I would build a simple app to enable people use greywater again. That is water that generally travels directly down the drain from sinks, showers, or washing machines. You might use it to water plants or gardens instead. Many people want to try this but don't know how to begin. It's also hard to understand because the rules are different in each city. The program would guess how much greywater a residence makes every day. It might also explain local restrictions, recommend plants that do well with greywater, and direct them to nearby installers. People don't realize that a lot of useable water is wasted every day. If more people reused some of that water, gardens could stay alive during drought without needing more water from the city.

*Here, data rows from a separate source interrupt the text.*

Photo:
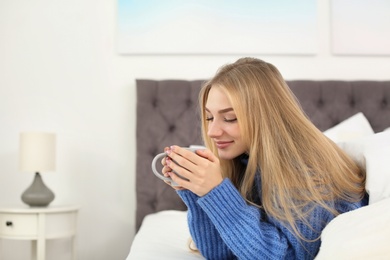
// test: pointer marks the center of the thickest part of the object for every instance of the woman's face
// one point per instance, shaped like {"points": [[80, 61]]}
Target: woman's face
{"points": [[223, 125]]}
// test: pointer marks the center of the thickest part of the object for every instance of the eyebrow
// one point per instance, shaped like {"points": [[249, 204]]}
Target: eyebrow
{"points": [[222, 111]]}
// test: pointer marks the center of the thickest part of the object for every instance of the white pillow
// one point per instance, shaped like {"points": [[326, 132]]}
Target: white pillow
{"points": [[359, 234], [373, 152], [354, 127]]}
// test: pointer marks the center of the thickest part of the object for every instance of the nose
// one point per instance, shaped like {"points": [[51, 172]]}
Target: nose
{"points": [[214, 130]]}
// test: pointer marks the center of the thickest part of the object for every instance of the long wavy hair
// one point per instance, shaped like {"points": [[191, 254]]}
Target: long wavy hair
{"points": [[300, 167]]}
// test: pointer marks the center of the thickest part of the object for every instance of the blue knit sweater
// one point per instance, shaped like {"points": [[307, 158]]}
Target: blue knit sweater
{"points": [[224, 226]]}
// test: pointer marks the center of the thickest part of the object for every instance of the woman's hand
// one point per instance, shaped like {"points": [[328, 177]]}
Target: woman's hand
{"points": [[202, 169], [166, 170]]}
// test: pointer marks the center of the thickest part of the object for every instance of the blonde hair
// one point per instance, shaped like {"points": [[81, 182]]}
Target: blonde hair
{"points": [[300, 167]]}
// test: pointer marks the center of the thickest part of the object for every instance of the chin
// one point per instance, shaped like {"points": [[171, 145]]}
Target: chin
{"points": [[224, 155]]}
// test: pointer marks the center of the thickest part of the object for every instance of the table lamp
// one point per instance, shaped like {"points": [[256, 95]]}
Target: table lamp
{"points": [[37, 153]]}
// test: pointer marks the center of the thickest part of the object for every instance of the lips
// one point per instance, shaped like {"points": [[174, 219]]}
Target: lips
{"points": [[223, 144]]}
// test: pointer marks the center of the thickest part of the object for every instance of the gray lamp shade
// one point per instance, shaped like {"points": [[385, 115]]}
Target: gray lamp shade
{"points": [[37, 154]]}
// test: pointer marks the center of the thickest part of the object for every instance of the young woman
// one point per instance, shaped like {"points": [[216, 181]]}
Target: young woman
{"points": [[269, 181]]}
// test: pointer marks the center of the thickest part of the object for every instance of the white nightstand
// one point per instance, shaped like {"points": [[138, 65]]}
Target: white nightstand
{"points": [[39, 224]]}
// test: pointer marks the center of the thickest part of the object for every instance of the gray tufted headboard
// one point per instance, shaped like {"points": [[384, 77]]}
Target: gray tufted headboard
{"points": [[167, 113]]}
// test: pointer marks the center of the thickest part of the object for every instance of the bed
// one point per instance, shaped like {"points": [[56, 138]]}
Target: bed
{"points": [[355, 114]]}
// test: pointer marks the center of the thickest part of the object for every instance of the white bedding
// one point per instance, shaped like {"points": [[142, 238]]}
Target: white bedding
{"points": [[163, 235], [359, 234]]}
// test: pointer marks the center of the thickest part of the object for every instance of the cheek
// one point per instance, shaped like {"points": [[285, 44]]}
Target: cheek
{"points": [[234, 131]]}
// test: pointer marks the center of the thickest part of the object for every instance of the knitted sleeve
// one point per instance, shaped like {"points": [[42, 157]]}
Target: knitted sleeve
{"points": [[222, 224], [202, 230]]}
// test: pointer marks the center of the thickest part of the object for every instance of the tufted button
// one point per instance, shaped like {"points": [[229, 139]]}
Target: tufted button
{"points": [[320, 103], [154, 103], [384, 103], [172, 128]]}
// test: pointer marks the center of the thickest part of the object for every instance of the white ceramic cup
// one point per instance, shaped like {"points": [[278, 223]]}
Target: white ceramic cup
{"points": [[158, 158]]}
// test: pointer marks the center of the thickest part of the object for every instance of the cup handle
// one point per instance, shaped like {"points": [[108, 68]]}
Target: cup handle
{"points": [[158, 174]]}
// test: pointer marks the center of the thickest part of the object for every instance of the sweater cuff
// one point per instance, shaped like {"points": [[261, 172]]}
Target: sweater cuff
{"points": [[223, 200], [188, 197]]}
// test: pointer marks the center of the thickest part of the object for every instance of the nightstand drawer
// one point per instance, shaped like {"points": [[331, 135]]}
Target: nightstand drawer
{"points": [[19, 225]]}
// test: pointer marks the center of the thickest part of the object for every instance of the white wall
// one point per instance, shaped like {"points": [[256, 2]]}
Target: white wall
{"points": [[59, 72]]}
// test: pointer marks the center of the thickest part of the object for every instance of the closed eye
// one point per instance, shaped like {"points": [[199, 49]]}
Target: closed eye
{"points": [[230, 120]]}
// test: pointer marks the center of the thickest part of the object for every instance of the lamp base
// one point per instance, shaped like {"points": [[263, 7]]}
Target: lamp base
{"points": [[37, 195]]}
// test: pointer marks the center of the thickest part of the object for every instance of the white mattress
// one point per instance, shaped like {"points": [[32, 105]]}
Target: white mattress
{"points": [[163, 235]]}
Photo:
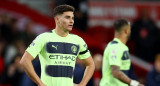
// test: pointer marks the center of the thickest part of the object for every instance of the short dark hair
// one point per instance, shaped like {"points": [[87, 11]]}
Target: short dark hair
{"points": [[118, 24], [62, 8]]}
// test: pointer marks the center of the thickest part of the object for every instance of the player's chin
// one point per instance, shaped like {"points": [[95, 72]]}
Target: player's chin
{"points": [[69, 29]]}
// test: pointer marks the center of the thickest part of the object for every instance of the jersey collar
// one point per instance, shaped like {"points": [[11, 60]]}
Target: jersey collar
{"points": [[116, 39]]}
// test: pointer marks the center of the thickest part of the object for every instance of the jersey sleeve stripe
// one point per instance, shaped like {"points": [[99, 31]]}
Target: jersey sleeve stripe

If I were tasked to build the drought app, I would NOT build an IoT water-usage device. Instead, I would build an AI threat intel tool that helps protect key water infrastructure projects from bot-driven disinformation campaigns. It's often hard for tech founders to understand the real key to unlocking environmental issues: It's the manufactured outrage. When large drought-saving projects are proposed, desalination, water recycling, mandates on water use, etc, they often get stomped by seemingly grassroots outrage that looks like it comes from local communities, but in practice tries to derail the project entirely. The app would use threat intel network analytics to try to discern whether the outrage is real or fake. At Ringy, as we scale CRM/tech ops, we are always battling to separate the real signals from bots and noise, and these issues are weaponized to attack both public policy and tech strategy. And we've recently seen this type of thing happen in the corporate world, too, with the Cracker Barrel brand refresh. The purported consumer revolt triggered a 10.5% dip (around $100M in market cap impact) that caused Cracker Barrel to stomp on their brand refresh initiative. However, when analyzed, nearly 45% of the initial posts and 21% of the profiles that drove the boycott were actually bots that created this targeted, intentional attack. The same thing happens to climate initiatives all the time. My drought saver app would scrape social listening data, then parse for all the indicators that it's fake — there's a sudden spike of negative sentiment coming from accounts with zero history, opposition hashtags dominate, and they're posting identical messaging targeting local politicians. This software would help me as a tech startup founder trying to deploy environmental tech, and as a public official, to understand correctly if there's real community consensus, or if there's manufactured outrage. This way, not every water infrastructure project gets stomped by fake online revolt, but rather this outrage can be assessed, consensus can be built, and the tech can be deployed to save us from drought.